For many months the valley had held their hopes and fears. Now, it might bring them very much less than they desired, or very much worse, but they had earned the right to enter this place and claim their fortunes. Despite all that Lithia could throw in their path, they had arrived, following Loon and her imperatives. For a moment Reeve heard in his memory Spar’s simple dictum:
Yonder, yonder by the soil
.

Reeve moved to Loon’s side to share the moment with her, but Loon had more mundane things on her mind. She turned to him, holding out something, her face lit up with an impish grin.

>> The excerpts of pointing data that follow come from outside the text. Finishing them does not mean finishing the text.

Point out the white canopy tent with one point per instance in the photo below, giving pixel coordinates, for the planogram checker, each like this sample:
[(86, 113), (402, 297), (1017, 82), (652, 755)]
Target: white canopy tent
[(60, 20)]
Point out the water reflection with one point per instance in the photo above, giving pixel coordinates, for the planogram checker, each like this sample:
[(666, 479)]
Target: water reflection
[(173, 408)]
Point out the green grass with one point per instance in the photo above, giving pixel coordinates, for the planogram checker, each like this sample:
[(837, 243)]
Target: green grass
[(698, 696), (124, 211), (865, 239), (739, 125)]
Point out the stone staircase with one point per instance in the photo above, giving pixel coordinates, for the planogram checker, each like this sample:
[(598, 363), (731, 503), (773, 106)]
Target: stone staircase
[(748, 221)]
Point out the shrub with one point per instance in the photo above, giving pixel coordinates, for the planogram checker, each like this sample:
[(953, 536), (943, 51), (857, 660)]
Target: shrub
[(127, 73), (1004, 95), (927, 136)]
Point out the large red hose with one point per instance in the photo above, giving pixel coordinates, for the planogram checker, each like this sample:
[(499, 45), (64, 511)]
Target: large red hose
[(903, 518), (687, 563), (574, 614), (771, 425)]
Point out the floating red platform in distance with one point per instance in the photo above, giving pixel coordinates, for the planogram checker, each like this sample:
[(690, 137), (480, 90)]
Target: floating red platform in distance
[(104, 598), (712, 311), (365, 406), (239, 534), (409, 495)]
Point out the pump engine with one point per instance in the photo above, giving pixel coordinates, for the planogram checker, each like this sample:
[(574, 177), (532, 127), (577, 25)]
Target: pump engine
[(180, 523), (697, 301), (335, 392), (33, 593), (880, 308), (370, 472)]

Here was their dinner, dangling by its tail: a rat. Reeve’s mouth watered.

The lava had not come this far in the Dark Days. The city lay structurally preserved, aside from the spectacular ruin of the bridge and collapsed portions of the defensive wall. Walking through narrow residential streets, they passed a bizarre tree—sprouted in the middle of the street—that looked like plates on a stick. The breeze wafted a pink pollen from it. Vines with heavy red fruit clung to the faces of buildings. But some dwellings still boasted decorative tiles set into adobe-like building materials. Reeve could imagine a matron coming to one of the doors, broom in hand, to peer at the strangers or sweep up the remains of a flowerpot, now all dust and shards where blooms should have been.